On this trip, I felt like I was living in a novel.  I hiked a lot of different trails and terrain.  I met some incredibly interesting people.  I had a near death experience on the second day.  I lived on a bus on a compound owned by Italian prince. I toured the remnant of a ghost town.  I discovered hidden aspects of the desert that I had never anticipated.

I also did a ton of driving.  So much driving.  Clocked in nearly 30 hours in the car and almost hit 1700 miles on the road.  Living in Chicago, I never drive.  I was a bit anxious about all the miles thinking that I was gonna be constantly maneuvering around fishtailing semis on four lane interstates.  Actually, the opposite happened. I expected small desert roadways in and out of the parks, but I never expected that driving four to six hours from one park to the next.  And It was rather lovely, peaceful, and quiet.

When I finished hiking through Death Valley, the next stop was Joshua Tree.  I got up at 5 AM from my Airbnb and hit the road.  For these long drives, I solicited album and playlist recommendations that had desert vibes or made sense in the context of the trip (The Good, the Bad, and the Ugly soundtrack and Marty Robbins’ Gunfighter Ballads and Trail Songs as examples).  I also put together my own playlists based on pop culture projects that evoked desert locales and imagery (Fallout: New Vegas soundtrack for example).  These were really helpful as not only they set the mood and elevated the context of the environment I was driving through, they gave me entertainment considering I as driving through areas with little to no radio reception.

On this drive to Joshua Tree, I spent half the trip driving through the Mojave National Preserve.  This was just a single two-lane road that went through the heart of the preserve where I would only see another vehicle every 30 minutes or so and, because of the timing of when I left Death Valley, drive through during sunrise which allowed me to see the sand, rocks, and trees change shape and color with the rising of the sun.

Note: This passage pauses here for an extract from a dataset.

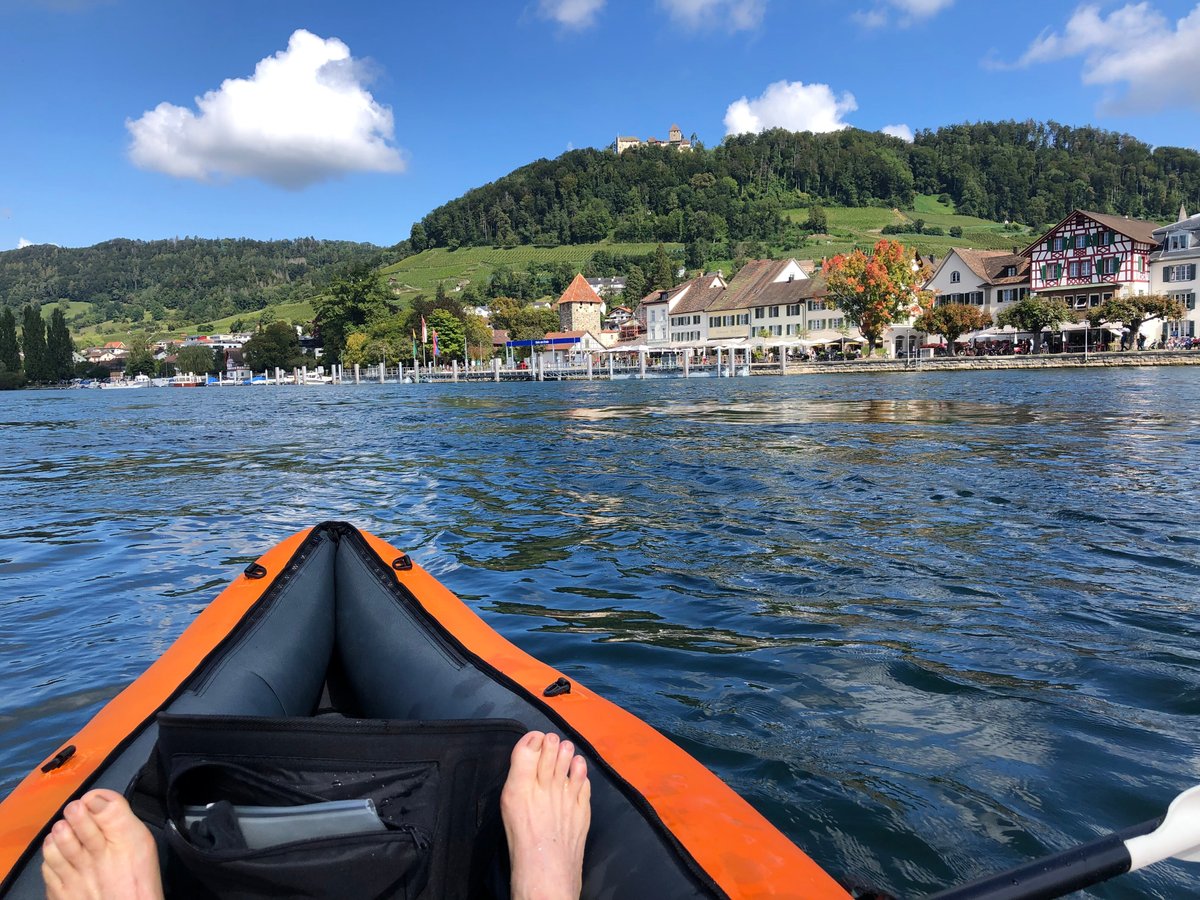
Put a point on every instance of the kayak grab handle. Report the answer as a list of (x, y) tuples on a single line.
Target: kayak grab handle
[(1059, 874)]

It was absolutely stunning.

AS the landscape was slowly shifting from black to blue to purple to red to orange, I felt like I had the right soundtrack for the experience.  As one of the road trip albums I selected before the trip, I put on Robert Plant’s second studio album The Principle of Moments.  Released in 1983, this album is a departure from Led Zeppelin’s hard rock sounds incorporating a moody landscape of synth and pop, made ethereal with dreamy, existential lyrics.  A great album to get lost in while on the road.

The best song on the album, and the one that truly made this driving experience perfect, was “Big Log.” The first single off the album, it is a slow, methodical tune with tight percussion and a dreamy guitar lick that is reminiscent of the “Happy Together” by the Turtles.  In the song, Plant sings about his love of the highway and the excitement he gets seeing the cities fly by and the slow changing of light as the sun sets ad the tail lights come to life.  His relationship with the road and why he goes down it is unknown.  Plant sings that it is leading him on, joined by a soft chorus repeating line, almost as if he is pursuing something.  Perhaps searching for the unattainable truth all men seek when they wander into the desert.  Even the music video for the song finds Plant lost in the desert, seeking truth and knowledge as he eventually confronts his own limitations in a mysterious classroom.  Given that his car,in the end is towed, has he found what he has looking for, or as he perished on the journey for truth? Either way, there is no turning back.

This was such a remarkable trip and one I hope to do again someday.  The calm and clarity one obtains when hiking, driving, or wandering through the desert provides a value that is only clear when you realize and abandon the superfluous nature of the unnecessary aspects of our existence.